The western lesser bamboo lemur (Hapalemur occidentalis), also known as the northern bamboo lemur, western gentle lemur, or Sambirano lesser bamboo lemur, is a species of bamboo lemur endemic to Madagascar.

==Description==
The total length of this primate is 55–67 cm, more than half of which is tail, and average weight is just under 1 kg.

==Distribution==
It lives in several discontinuous areas in northern and western Madagascar including Ankarana and Analamerana in the north, Sambirano and the Ampasindava Peninsula in the north-west, and various areas in the west between the Mahavany and Tsiribihina Rivers.
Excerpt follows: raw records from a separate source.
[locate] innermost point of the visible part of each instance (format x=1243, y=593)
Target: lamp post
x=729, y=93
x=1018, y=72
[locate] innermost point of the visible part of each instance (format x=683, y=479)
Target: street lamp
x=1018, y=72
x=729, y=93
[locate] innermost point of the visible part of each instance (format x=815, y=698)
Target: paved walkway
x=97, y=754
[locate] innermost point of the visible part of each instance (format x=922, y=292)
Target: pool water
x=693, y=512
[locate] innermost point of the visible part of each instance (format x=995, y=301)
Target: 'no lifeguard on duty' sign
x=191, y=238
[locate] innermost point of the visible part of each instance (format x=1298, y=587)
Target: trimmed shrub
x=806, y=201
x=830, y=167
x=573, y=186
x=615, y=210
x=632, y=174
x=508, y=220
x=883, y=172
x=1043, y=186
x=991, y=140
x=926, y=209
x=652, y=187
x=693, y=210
This lemur has been reported from eight national parks (Ankarana, Baie de Baly, Mananara-Nord, Marojejy, Masoala, Sahamalaza-Iles Radama, Tsingy de Namoroka and Zahamena), two strict nature reserves (Tsaratanana and Zahamena), and eight special reserves (Ambatovaky, Analamerana, Anjanaharibe-Sud, Bemarivo, Kasijy, Maningoza, Manongarivo, and Marotandrano).

==Ecology==
Preferred habitat is dry deciduous forest and humid forest which have areas of bamboo and bamboo vines; but they can exist in stands of bamboo surrounded by rice fields and other agricultural land. Lives in groups of six individuals and tends to be active at night. Females have a gestation period of 137 to 140 days and give birth, usually to one infant, from October through to January. Food includes fruit, liana flowers and bamboo. Bamboo species include Dendrocalamus giganteus, Ochlandra capitata and Phyllostachys aurea.
It co-exists with other species of lemurs.

==Status==
This species is listed by the Convention on International Trade in Endangered Species of Wild Fauna and Flora (CITES) on Appendix 1 and the International Union for Conservation of Nature (IUCN) categorise this species as vulnerable. As long as there is some bamboo, the western lesser bamboo lemur is able survive in a degraded habitat. Burning the forest for livestock pasture is the major concern for this species as well as charcoal production and mining in Ankarana. In Makira hunting with firearms, machetes and slingshots occurs. There are eighteen individuals in European zoos.